The Israeli Defence Pressure’s AI concentrating on program, Lavender, which was used to determine suspected Hamas members, has since been acknowledged to have been fallacious 10% of the time. Even one of the best giant language fashions nonetheless hallucinate at a charge of 5-10%, in response to Hugging Face’s Vectara benchmark leaderboard. That ten p.c should still sound small. However on the scale these methods function, it actually is not.
Chances are you’ll suppose that the reply is extra human oversight. However that is precisely what some navy purposes are designed to scale back. “Eradicating human-in-the-loop dedication of the goal is due to this fact an moral minefield,” Wilson says. “At a extra primary stage, eradicating human dedication from the kill chain is eradicating any type of human dignity.”
It additionally removes duty, Watkins says. “If no person is there to press the ‘hearth’ button, who may be held accountable within the case of a lack of life, justified or in any other case? AI is just not a authorized individual and can’t be held accountable itself.”
Ought to we be anxious about Terminators?
A robotic performing with Boston Dynamics CEO Robert Playter throughout a discuss “Redefining robotics with Boston Dynamics” throughout Internet Summit on November 12, 2025 in Lisbon, Portugal. (Picture credit score: Getty Photos/Horacio Villalobos )
For anybody who grew up watching the Terminator movies, current robotic movies from Boston Dynamics and Chinese language tech corporations like Xpeng most likely really feel uncomfortably acquainted.

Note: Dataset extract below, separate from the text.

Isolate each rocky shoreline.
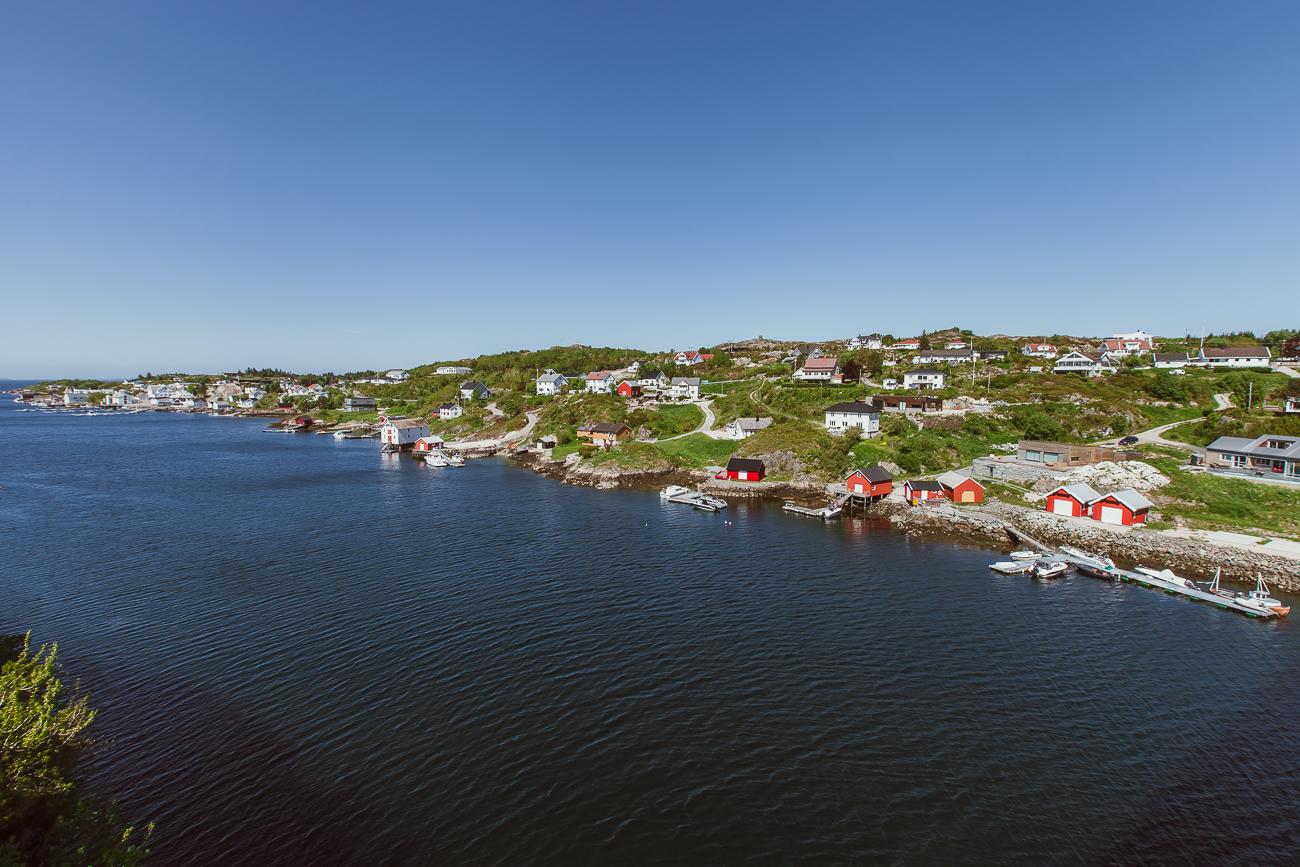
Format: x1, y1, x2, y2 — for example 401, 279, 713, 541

However Wilson, who has frolicked with comparable fashions, urges perspective. “Regardless of all the fancy, and really choreographed, robotic movies that come out of China and the US — they don’t seem to be fairly there. They nonetheless want plenty of work to get them to a stage the place they may totally autonomously work together with our world.”
The extra urgent concern, he says, is not humanoid robots. “I’m extra anxious about swarms of drone autonomous weapons. This expertise is already there, and it’s low cost sufficient that it may be constructed immediately en masse, by actually anybody.”
However the broader warning comes from Watkins, and it extends properly past the navy context. “When organizations and governments hand off an excessive amount of decision-making to flawed and immature methods that aren’t totally understood or explainable, with out sturdy auditing, it could actually erode human rights and muddy the waters of accountability.”
The Anthropic standoff was much less about one firm’s contract and extra a couple of query we’re all going to must reply throughout the board: who decides how a lot we belief these methods — and who’s accountable after they’re fallacious?